Running jobs¶

What is Slurm?¶

The CAIS Compute Cluster uses Slurm, an open-source resource manager and job scheduler.

Slurm supports a variety of job submission techniques. By accurately requesting the resources you need, you’ll be able to get your work done.

Slurm commands¶

Slurm allows requesting resources and submitting jobs in a variety of ways. The main Slurm commands to submit jobs are listed in the table below:

Command	Description	Behavior
`salloc`	Request resources and allocates them to a job	Starts a new shell, but does not execute anything
`srun`	Request resources and runs a command on the allocated compute node(s)	Blocking command: will not return until the job ends
`sbatch`	Request resources and runs a script on the allocated compute node(s)	Asynchronous command: will return as soon as the job is submitted

For usage examples, check out requesting CPU jobs and GPU jobs.

How we configured Slurm¶

The priority of your jobs in the Slurm queue is determined based on the size of the job, the time you’ve been waiting and your group’s previous usage relative to other groups (“fair share”, in Slurm’s terminology).

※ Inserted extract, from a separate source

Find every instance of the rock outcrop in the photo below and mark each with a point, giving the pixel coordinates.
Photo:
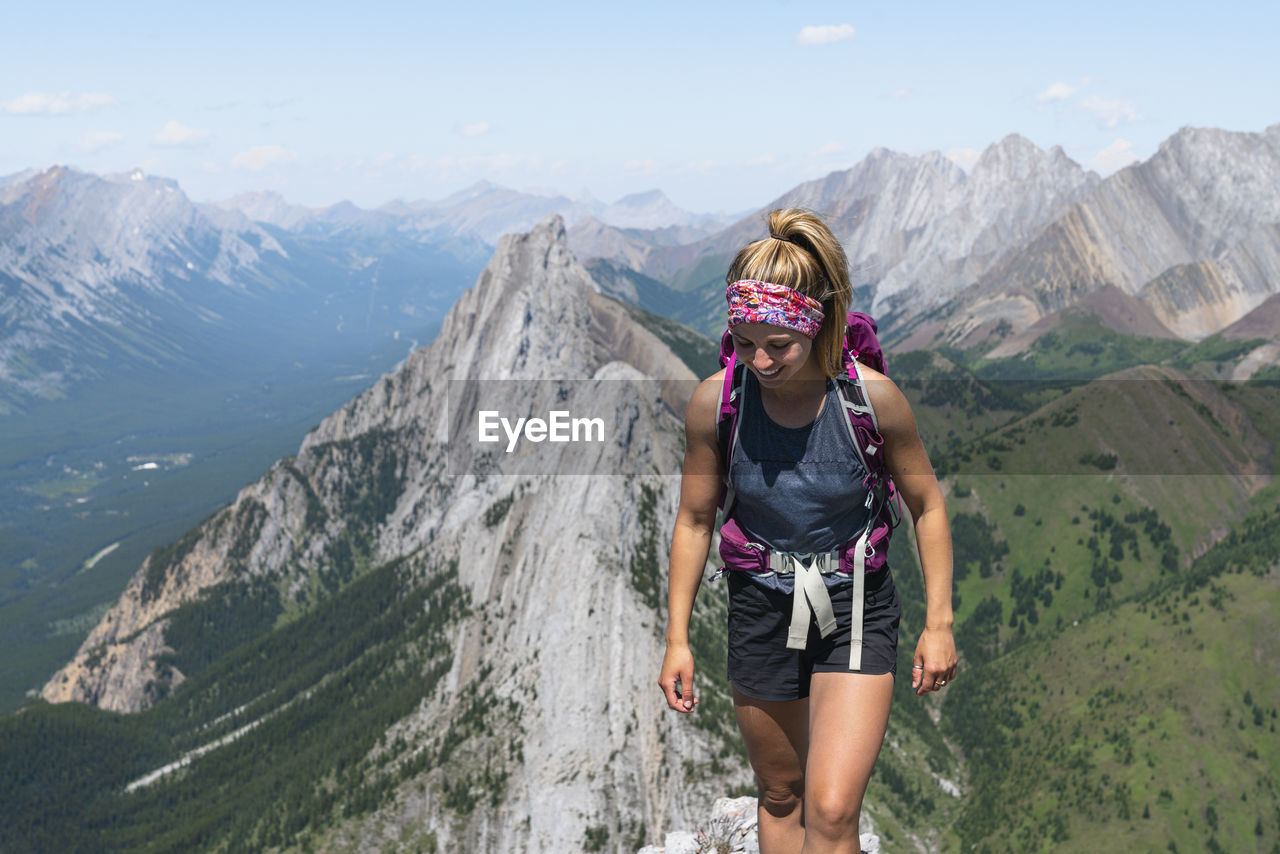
(561, 630)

You should aim to request the minimum number of GPUs needed to run your job efficiently. Requesting more GPUs than needed will result in your group’s priority declining faster than otherwise, which means you will need to wait longer in the queue to run jobs in future. You can check the utilisation of GPU cores and memory to see if jobs are running efficiently using:

srun --jobid=<JOBID> nvidia-smi